Ms. Welsh told NBC News, “If you go back five generations in my mother’s family, everyone died of a heart attack or stroke. No one lived to be older than 54 years old.’
She was 47 when she had a heart attack. Doctors later told her she had a 90 percent blockage in her anterior descending artery, meaning almost no blood getting to her heart.
Her mother suffered the first of three heart attacks in her late forties. When doctors finally tested her Lp(a) levels, she was able to better manage her other risk factors through a healthy diet and regular exercise.
She eventually lived well into her seventies, decades longer than her ancestors.
Ms Welsh said: ‘The only difference between her and all five of those generations was knowing she had lipoprotein(a). That made the difference.’
Dr. Gregory Katz, cardiologist and professor at New York University’s Grossman School of Medicine, said: ‘One argument I have made before is that it is very important to enable patients to understand risks. But knowing Lp(a) not only empowers a patient; it also changes the way I treat someone, both in terms of diagnostic testing and treatment.
‘When Lp(a) is high, I am more aggressive in controlling other risk factors – I am more likely to recommend antihypertensives and lipid-lowering medications, and I am certainly a little more aggressive in monitoring a calcium score for personalized risk prediction.’

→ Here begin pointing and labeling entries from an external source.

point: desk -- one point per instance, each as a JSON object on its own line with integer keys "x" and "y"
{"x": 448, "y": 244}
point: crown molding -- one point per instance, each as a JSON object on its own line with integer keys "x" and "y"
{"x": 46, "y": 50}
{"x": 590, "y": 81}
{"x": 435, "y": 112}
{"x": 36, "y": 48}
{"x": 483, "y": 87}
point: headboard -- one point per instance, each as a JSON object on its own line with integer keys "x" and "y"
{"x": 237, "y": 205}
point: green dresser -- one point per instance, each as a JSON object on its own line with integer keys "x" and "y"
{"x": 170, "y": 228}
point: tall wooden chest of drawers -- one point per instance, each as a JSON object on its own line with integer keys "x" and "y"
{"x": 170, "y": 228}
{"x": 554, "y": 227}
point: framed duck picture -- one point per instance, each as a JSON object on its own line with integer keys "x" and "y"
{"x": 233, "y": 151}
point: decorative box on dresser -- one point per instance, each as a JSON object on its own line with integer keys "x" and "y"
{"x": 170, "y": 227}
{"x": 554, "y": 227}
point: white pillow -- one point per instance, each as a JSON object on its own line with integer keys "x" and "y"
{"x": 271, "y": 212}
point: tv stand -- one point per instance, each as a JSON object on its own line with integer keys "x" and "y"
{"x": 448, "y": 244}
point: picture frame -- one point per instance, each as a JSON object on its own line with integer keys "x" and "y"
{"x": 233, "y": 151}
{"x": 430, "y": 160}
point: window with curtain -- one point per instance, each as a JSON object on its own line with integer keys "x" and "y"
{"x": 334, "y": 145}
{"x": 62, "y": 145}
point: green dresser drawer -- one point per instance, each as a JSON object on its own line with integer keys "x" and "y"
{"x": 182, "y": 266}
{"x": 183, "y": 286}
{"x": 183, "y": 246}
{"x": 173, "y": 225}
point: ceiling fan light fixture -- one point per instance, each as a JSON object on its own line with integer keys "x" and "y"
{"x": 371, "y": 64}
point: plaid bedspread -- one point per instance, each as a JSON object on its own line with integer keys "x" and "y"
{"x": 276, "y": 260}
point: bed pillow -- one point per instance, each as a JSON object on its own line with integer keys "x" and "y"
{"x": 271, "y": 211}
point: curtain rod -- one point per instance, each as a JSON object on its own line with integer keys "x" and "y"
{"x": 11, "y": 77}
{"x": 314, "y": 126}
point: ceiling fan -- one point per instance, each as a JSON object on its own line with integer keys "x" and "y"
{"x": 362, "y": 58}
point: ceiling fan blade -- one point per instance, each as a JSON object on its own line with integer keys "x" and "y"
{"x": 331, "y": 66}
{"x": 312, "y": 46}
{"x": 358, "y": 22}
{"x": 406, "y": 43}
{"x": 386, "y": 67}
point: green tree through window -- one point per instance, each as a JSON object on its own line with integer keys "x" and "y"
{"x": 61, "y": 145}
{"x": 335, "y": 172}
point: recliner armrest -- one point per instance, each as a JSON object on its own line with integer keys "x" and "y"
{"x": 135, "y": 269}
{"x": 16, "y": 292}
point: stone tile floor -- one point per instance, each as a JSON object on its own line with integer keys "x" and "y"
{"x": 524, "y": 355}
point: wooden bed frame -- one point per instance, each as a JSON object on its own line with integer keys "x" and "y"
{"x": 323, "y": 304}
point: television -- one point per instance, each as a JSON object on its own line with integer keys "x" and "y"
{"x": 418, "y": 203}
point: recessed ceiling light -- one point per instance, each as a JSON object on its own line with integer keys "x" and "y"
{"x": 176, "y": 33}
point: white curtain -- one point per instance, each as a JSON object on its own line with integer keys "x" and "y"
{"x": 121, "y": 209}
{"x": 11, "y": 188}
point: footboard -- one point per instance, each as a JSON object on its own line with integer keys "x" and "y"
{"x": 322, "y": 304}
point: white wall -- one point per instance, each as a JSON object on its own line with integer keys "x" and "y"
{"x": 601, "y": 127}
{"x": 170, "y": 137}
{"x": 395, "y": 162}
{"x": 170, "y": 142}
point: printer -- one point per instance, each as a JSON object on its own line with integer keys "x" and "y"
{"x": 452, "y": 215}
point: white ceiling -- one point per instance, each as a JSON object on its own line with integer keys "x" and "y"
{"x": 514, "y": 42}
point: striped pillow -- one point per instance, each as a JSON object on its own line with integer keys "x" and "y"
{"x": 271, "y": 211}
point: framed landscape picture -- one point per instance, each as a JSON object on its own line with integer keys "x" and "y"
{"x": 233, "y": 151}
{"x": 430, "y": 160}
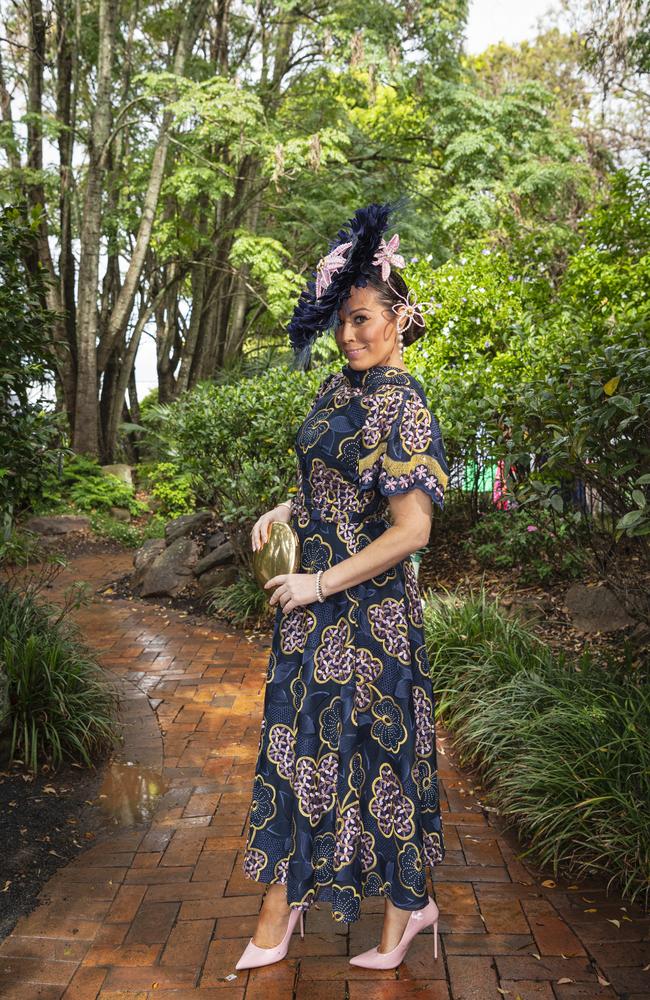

Lp(a) consists of particularly sticky combinations of protein and fat particles.
Someone with elevated levels of Lp(a) particles in their blood is more likely to have a build-up of the ‘bad’ LDL cholesterol, which can build up in the blood vessels over time.
It attaches to the walls of the arteries and forms plaques, narrowing them and reducing blood flow.
Some plaques that build up in the arteries can rupture.
The body views plaque rupture as an injury and immediately takes action to stop excessive bleeding by forming a clot.
This continually grows, blocking healthy blood flow and resulting in a potentially serious heart attack or stroke.
Major pharmaceutical companies currently have several treatments for high Lp(a) in development.
A study found that Eli Lilly’s lepodisiran candidate can reduce levels of Lp(a) protein by more than 94 percent after a single treatment, and levels of the protein remain low for almost a year.
Amgen is working on its own drug called olpasiran, which has been shown in a trial to lower Lp(a) levels by more than 95 percentwhile Novartis’ drug pelacarsen lowered Lp(a) by 72 to 80 percent depending on the dose.
Lori Welsh is currently participating in a trial of pelacarsen at Ohio University Wexner Medical Center, although she does not know whether she is receiving the drug candidate or a placebo dose.
The goal of most cardiologists who treat people with high Lp(a) is to keep them alive until one of the many drug candidates comes to market.